Buckland’s brief but brilliant solo highlights another sore point. Returning to the theory of Ghost Stories as solo album – it’s a wonder what drummer Will Champion is doing with all these pre-programmed loops and triggered pads knocking about. Twiddling his thumbs in time, perhaps? Never have the members of Coldplay who aren’t Chris Martin felt so sidelined, their perceived absence certainly making the ear fonder for their collective presence.

SHIT:

For all their positive efforts to pace off into experimental sonic routes, Ghost Stories is not the bold reinvention it thinks it is or wants to be.
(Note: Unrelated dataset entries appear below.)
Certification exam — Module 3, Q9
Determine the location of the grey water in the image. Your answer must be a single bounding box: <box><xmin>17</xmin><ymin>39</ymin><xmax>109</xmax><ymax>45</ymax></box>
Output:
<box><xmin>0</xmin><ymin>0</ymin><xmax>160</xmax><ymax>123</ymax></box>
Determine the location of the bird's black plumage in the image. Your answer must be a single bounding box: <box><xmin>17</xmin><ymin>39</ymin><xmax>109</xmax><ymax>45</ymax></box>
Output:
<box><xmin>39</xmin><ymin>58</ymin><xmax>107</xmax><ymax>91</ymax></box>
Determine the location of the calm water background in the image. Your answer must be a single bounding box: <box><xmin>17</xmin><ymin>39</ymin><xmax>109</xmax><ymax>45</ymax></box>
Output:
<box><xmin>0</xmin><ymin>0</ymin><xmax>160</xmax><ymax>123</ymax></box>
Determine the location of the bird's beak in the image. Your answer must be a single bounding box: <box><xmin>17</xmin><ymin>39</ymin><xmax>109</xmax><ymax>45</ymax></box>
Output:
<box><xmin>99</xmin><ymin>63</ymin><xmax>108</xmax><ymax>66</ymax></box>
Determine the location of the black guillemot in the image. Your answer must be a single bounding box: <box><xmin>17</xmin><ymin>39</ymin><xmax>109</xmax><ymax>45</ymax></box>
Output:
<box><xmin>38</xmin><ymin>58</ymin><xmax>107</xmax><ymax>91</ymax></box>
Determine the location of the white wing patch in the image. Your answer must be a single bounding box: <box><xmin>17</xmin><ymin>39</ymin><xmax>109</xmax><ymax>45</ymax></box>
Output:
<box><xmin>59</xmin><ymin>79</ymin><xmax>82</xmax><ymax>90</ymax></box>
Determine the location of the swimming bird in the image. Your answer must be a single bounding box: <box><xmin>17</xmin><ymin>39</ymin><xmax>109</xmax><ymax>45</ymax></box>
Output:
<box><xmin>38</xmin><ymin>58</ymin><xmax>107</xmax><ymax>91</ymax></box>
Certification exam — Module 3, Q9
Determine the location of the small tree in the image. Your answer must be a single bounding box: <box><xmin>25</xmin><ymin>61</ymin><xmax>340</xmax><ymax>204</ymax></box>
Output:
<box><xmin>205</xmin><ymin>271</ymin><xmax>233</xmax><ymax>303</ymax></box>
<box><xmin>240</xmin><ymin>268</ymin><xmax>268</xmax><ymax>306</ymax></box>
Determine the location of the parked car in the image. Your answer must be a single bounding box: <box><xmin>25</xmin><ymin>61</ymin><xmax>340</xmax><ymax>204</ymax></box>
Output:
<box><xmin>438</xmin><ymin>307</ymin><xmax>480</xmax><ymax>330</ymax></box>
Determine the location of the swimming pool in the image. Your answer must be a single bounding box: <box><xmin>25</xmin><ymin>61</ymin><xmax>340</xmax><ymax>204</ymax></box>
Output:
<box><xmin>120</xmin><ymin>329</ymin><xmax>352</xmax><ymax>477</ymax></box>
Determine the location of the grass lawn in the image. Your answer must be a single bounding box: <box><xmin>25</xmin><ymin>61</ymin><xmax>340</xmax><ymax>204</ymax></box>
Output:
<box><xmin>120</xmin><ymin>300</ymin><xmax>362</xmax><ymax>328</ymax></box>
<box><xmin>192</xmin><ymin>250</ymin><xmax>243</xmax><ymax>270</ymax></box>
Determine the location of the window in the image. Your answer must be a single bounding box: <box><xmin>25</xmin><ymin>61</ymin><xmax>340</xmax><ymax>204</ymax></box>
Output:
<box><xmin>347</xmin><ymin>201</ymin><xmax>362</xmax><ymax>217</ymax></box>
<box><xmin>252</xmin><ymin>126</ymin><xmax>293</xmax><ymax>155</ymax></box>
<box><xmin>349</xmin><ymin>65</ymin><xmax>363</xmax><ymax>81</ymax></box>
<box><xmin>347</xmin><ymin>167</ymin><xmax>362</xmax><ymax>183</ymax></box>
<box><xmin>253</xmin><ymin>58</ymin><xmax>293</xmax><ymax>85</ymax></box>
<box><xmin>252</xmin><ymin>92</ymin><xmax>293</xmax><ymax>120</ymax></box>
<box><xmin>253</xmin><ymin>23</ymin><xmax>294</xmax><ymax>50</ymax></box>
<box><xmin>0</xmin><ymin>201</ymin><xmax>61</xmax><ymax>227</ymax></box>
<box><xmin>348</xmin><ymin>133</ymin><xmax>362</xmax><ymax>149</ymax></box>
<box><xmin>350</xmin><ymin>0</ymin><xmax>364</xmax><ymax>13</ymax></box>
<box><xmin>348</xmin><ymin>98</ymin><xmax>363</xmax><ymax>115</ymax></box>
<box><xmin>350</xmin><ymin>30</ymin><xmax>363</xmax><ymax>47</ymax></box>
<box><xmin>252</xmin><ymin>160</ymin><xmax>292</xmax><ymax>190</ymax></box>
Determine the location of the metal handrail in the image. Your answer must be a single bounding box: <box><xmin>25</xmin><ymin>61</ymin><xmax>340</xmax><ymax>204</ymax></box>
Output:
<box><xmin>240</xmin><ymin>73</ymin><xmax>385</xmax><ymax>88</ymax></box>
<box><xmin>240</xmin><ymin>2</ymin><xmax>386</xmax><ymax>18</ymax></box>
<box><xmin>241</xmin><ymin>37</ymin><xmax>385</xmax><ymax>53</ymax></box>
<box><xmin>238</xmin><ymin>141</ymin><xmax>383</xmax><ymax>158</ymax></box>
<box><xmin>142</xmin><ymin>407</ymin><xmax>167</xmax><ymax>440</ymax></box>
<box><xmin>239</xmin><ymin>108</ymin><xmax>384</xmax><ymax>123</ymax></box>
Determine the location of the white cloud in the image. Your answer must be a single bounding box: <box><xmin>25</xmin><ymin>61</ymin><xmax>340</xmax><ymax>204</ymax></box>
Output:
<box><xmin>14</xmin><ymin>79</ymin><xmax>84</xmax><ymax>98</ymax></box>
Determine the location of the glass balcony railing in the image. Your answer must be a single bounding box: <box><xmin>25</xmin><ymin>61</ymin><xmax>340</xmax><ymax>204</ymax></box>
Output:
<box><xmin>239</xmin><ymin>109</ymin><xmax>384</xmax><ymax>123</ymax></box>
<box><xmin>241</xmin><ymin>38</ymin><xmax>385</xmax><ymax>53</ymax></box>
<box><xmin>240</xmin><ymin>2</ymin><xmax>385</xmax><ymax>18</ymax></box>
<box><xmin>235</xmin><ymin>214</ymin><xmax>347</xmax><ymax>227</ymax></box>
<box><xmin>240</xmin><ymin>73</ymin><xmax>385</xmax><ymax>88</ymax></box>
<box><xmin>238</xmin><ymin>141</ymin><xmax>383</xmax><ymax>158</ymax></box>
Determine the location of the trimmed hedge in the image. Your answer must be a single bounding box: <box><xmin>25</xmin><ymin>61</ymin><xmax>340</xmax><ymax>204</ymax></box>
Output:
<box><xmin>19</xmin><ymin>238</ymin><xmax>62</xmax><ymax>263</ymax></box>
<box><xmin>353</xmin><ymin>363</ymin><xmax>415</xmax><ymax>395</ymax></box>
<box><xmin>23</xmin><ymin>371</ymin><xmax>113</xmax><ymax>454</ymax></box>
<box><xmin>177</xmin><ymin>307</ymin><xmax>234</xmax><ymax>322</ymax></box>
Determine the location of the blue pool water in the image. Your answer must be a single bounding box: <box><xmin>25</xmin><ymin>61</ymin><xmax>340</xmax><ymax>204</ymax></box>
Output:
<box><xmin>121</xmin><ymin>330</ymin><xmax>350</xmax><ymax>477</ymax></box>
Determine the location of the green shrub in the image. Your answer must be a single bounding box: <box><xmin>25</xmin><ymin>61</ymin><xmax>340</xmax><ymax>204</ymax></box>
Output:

There are some positive steps in the right direction, tip-toeing in the opposite trail of the grandiosity of its unabashed ‘pop’ predecessor Mylo Xyloto (Rihanna cameo and all) but even as they discover novel new dimensions to their established identity (on ‘Magic’ and ‘Oceans’) the quartet still seem to equally cling desperately to tried and tested formulas. if Martin secretly wants us to view Ghost Stories as a great break-up record he fundamentally fails because of his polite lack of anguish.

It’s vexing listening to Coldplay play against their natural instincts only to defer to borrowed sonic guises (‘Midnight’) or tried and tested formulas (ivory tinkling ballad ‘O’).

‘Sky Full Of Stars’ is the worst culprit, textbook Coldplay lyrics and interchangeable piano chords welded with soulless precision to Avicii’s proven EDM four-to-the-floor-mula, a banger ruthlessly calculated to snatch airplay, scale pop charts, and soundtrack sports montages without breaking a sweat.

It sounds as if the record label fat cats (or worse, the band themselves) were genuinely concerned that the ‘daring’ shift in style for Ghost Stories might shave a few hundred thousand off their bank accounts fanbase and commissioned ‘A Sky Full Of Stars’ as a kind of insurance policy. It’s that fucking clinical.

Final Verdict: SHIT

Ghost Stories is not a terrible record, but the smaller victories feel hollow in comparison to its more glaring faults. At best, it’s pleasantly likeable and admirably unique in Coldplay’s catalogue. At worst, it’s painfully underwhelming and aggravatingly innocent. Basically the same qualities that they’ve always been criticised of, just here dressed up in lighter sonic touches that might distract long enough for it dawn upon you.

It might be the cathartic album that Coldplay (re: Chris Martin) needed to make, but it’s not necessarily the album we needed to hear.